Meredith looks at me with an odd expression on her face and I think maybe I’m showing too much callousness. Maybe I shouldn’t make my familiarity with this sort of thing so obvious. Before I can deflect her attention, Lyle throws himself against our doorframe, clutching his phone to his chest, biting his lip. I have my own opinion on whether or not he is biting back tears or biting his lip hard enough to raise them. I’m going to ignore them either way.
“You did not hear this from me.” He glances around furtively, as if we don’t know he’s already told everyone on the floor. We also know that he is dying to tell us and god help anyone who tries to take credit for breaking whatever this news is. “They’ve identified the body.”
The last word disappears in a breathy sob as Lyle grinds his pale knuckle against his lips. Here we go, step two of the Great Grief Showcase: I Knew Him Better Than You. Whoever is being carted off to the morgue is now becoming best friends with dozens of people who wouldn’t have lent them cab fare a week ago. Upon hearing the victim’s name, Lyle and his kind will suddenly
remember months, years, decades they had spent bonding and growing with the deceased, cherishing them and sharing intimacies. Not because they actually give a shit about them but because that intimacy will bump them up higher on the grieving pecking order. Their tears will hurt more, their lives will matter more because a bigger hole has been torn into it by this untimely, tragic death.
I am too familiar with the massive wave of bullshit bearing down on me and I know I’m not polite enough to fake my way through this conversation so I turn in my seat and pretend to do something with the bottom of my shoe. Whatever kicks Lyle is going to get from his grief parade, he’s not going to get them from me.
Meredith does what I cannot and will not do. She leans in, her face a mask of concern. “Who is it, Lyle?”
“It’s . . . oh my god, I can’t believe it. I can’t even . . . ”
Oh for fuck’s sake, Lyle, spit it out. Then you can hurry home and update your Facebook profile with pictures of the unlucky sap.
“It was Ellis.”
Just the first name. He’s going to make us ask for the last name. I’m hiding my eye roll as the name sinks in.
Ellis Trachtenberg.
CHAPTER SEVEN
And just like that, I feel guilty.
It’s such an easy emotion to fall into, a wide splash of unpleasant that covers your soul from top to bottom with none of the relief of believing you’ve been wronged. It’s a feel-bad you believe you deserve and it clings to you like napalm.

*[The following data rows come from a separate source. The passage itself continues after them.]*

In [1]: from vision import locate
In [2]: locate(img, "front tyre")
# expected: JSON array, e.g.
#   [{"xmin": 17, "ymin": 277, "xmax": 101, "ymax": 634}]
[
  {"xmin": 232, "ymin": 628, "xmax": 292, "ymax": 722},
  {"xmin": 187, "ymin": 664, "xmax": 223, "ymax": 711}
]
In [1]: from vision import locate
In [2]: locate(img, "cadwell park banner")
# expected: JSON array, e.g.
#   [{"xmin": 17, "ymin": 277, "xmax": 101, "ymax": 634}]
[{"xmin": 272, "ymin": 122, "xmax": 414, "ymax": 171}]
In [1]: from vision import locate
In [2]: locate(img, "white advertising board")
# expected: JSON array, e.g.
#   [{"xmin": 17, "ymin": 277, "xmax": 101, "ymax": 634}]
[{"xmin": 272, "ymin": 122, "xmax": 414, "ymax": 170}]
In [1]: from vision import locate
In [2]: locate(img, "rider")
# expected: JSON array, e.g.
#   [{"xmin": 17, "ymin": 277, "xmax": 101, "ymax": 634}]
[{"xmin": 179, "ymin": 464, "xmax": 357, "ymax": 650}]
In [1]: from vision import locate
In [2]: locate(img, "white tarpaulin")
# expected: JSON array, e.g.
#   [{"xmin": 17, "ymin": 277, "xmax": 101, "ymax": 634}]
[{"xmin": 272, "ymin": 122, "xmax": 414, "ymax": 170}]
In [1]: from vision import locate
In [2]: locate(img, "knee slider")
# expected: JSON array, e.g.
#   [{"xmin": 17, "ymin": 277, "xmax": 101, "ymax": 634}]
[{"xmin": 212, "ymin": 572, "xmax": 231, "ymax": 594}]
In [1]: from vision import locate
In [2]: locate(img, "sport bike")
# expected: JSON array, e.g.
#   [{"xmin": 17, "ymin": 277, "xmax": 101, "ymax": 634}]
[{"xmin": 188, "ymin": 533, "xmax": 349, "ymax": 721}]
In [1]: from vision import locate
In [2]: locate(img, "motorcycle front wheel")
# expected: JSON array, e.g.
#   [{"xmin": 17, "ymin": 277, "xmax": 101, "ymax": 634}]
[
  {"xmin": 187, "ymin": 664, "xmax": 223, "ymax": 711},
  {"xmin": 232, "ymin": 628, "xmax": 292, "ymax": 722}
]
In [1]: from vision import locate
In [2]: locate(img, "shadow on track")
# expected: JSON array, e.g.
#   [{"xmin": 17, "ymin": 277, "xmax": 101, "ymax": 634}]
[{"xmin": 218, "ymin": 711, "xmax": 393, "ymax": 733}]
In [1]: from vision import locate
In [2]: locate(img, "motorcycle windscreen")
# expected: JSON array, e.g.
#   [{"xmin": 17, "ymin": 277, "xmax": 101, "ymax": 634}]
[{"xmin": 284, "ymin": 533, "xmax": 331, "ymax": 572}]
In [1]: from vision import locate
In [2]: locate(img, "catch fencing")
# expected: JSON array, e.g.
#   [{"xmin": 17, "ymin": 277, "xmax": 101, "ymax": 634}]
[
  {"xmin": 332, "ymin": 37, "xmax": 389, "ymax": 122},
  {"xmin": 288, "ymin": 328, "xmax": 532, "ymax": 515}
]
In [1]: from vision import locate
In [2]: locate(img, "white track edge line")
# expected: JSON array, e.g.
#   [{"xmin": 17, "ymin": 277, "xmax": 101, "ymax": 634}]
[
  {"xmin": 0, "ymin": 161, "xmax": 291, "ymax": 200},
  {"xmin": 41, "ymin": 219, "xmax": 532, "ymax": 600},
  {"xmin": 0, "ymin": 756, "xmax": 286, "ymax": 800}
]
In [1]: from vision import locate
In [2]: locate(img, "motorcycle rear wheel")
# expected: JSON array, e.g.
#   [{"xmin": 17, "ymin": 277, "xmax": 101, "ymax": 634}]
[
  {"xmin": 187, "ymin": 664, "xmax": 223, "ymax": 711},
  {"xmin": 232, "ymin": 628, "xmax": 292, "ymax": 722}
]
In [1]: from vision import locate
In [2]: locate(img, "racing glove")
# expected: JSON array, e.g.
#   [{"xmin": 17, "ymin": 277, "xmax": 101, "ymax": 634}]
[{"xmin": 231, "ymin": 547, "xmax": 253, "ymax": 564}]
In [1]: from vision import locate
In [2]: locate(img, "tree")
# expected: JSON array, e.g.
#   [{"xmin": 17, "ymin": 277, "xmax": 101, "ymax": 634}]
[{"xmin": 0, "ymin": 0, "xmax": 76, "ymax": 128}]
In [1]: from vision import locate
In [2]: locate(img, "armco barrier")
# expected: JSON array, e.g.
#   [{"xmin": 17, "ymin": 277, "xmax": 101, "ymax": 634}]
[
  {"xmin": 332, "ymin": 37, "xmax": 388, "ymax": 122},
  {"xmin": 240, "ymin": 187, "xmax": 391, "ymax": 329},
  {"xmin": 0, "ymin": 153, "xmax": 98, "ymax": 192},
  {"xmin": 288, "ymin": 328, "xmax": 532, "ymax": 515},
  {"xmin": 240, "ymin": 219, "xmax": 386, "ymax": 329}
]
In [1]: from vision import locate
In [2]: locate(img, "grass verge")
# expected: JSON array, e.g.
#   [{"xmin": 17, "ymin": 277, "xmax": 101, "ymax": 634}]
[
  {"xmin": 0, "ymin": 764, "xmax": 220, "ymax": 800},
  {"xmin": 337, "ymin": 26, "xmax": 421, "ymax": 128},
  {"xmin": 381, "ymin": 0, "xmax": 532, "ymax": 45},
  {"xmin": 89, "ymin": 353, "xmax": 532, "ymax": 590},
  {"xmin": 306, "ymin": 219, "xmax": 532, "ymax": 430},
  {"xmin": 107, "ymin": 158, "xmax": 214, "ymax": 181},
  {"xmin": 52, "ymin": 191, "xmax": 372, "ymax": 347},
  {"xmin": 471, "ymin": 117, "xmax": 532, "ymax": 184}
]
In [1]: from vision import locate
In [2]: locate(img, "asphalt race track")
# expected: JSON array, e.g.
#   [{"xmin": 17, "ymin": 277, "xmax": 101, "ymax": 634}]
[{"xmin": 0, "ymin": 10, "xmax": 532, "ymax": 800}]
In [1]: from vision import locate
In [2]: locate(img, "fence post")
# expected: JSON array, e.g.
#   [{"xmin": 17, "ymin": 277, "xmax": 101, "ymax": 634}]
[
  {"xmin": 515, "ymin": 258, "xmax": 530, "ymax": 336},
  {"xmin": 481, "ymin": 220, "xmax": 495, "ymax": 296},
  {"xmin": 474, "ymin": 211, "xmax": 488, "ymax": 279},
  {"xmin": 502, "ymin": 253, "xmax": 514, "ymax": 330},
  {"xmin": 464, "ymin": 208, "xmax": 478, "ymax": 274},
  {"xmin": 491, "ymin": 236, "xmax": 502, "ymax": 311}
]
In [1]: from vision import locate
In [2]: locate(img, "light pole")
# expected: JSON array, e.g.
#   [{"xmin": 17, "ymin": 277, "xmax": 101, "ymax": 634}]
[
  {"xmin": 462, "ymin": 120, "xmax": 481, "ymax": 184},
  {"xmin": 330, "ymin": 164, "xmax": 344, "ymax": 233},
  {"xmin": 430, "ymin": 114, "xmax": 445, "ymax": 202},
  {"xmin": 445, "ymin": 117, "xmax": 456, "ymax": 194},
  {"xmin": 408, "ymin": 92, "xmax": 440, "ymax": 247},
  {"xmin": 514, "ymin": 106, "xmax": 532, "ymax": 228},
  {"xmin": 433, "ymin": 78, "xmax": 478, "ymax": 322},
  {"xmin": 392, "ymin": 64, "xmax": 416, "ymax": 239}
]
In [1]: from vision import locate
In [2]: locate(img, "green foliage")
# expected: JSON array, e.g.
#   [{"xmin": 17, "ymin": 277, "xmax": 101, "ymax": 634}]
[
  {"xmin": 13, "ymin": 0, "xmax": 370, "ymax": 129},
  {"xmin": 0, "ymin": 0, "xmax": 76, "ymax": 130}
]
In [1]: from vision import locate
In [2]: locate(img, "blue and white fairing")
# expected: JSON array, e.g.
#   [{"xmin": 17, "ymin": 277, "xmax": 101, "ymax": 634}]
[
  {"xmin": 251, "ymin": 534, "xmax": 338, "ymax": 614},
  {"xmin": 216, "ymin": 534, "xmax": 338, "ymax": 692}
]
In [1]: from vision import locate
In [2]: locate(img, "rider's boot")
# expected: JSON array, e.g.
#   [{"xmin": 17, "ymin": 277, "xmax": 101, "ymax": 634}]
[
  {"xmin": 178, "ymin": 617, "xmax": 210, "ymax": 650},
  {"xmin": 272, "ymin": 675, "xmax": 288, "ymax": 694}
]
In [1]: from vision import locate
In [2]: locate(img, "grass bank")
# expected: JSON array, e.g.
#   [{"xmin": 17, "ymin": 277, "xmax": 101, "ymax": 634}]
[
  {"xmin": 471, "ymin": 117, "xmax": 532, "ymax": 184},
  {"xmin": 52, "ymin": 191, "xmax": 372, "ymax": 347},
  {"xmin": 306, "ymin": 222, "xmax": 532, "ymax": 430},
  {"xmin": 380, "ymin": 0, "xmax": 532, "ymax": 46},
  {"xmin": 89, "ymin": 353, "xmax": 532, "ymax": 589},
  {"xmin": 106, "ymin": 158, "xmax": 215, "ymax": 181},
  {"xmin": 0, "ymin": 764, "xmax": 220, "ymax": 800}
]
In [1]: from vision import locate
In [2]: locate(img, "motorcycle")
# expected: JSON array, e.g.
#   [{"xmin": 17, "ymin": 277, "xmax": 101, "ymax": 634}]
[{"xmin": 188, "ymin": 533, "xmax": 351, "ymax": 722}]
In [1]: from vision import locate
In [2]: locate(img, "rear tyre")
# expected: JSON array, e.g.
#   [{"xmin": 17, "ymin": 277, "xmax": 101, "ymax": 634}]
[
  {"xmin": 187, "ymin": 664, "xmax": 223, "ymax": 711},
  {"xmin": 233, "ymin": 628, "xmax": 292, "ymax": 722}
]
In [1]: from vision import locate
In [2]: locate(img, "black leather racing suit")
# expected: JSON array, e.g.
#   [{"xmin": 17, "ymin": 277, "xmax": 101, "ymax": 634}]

In a split second, I feel guilty for the mean things I’ve been thinking about Lyle. People are whispering and crying in the hallway and I feel guilty for my gut reaction, which is to dismiss them as drama queens and hangers-on. They knew Ellis. Everyone in this building has worked at this small college longer than I have, a lot longer in most cases, and they knew Ellis Trachtenberg. They counted him among their friends and now he’s gone forever.